CCE NPU Manager Description
Component introduction
A combination of NPU Device Plugins and Exporters, along with the supporting scheduler, enables NPU resource scheduling.
This component currently relies on the CCE AI Job Scheduler. If you require this feature, install both together; otherwise, the component's functions may be unavailable.
Component function
Supports NPU resource management, allocation, and metric reporting, as well as the use of RDMA networks.
Application scenarios
In K8S Clusters with NPU resources, this component is essential for normal scheduling and utilization of these resources.
Install component
- Sign in to the Baidu AI Cloud official website and enter the management console.
- Select Product Services > Cloud Native > Cloud Container Engine (CCE) to enter the CCE management console.
- Click Cluster Management - Cluster List in the left navigation pane.
- Click on the target cluster name in the Cluster List page to navigate to the cluster management page.
- On the Cluster Management page, click O&M & Management > Component Management.

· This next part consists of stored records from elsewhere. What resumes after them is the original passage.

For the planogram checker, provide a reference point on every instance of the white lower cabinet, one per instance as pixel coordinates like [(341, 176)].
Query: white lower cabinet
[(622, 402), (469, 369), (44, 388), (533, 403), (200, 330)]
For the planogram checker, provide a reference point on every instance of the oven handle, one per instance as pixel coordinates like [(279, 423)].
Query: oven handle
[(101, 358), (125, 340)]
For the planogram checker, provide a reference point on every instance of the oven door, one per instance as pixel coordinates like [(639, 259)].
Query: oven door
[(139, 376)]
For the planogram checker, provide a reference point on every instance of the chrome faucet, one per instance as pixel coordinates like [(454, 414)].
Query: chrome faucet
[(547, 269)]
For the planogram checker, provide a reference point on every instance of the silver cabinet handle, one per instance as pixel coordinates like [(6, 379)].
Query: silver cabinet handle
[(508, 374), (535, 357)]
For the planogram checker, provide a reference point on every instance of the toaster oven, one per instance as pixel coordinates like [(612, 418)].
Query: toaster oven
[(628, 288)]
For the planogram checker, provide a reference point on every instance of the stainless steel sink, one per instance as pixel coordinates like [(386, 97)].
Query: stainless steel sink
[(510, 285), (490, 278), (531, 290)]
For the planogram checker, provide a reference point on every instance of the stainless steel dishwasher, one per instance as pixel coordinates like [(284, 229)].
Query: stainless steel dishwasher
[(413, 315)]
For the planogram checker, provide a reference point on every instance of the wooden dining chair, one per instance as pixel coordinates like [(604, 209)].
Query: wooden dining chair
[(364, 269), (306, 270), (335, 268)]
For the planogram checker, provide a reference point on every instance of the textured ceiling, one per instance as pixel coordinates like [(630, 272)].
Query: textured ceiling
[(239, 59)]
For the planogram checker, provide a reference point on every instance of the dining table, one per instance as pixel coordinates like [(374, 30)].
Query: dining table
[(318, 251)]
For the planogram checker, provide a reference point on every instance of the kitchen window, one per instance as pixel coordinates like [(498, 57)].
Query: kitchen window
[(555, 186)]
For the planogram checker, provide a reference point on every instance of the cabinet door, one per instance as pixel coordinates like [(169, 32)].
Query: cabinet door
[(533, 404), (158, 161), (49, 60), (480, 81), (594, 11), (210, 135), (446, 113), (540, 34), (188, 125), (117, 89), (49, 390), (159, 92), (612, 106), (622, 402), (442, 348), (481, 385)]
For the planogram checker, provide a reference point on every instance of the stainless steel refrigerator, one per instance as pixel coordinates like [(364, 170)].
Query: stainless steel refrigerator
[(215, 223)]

- Select the CCE NPU Manager component from the component management list and click Install.

- Click the OK button to complete the component installation.
Component status confirmation
Use the command below to check the Pods associated with the CCE NPU Manager component in the K8S cluster. The component functions correctly only when the STATUS of these Pods reads "Running" and the READY state is "1/1." (The number of Pods output depends on the cluster's node count, with 3 Pods allocated per node.)
kubectl -n kube-system get po | grep xpu
1xpu-device-plugin-daemonset-v3-8pzxn 1/1 Running 0 55s
2xpu-exporter-v3-bm6cd 1/1 Running 0 55s
3rdma-shared-dp-ds 1/1 Running 0 55s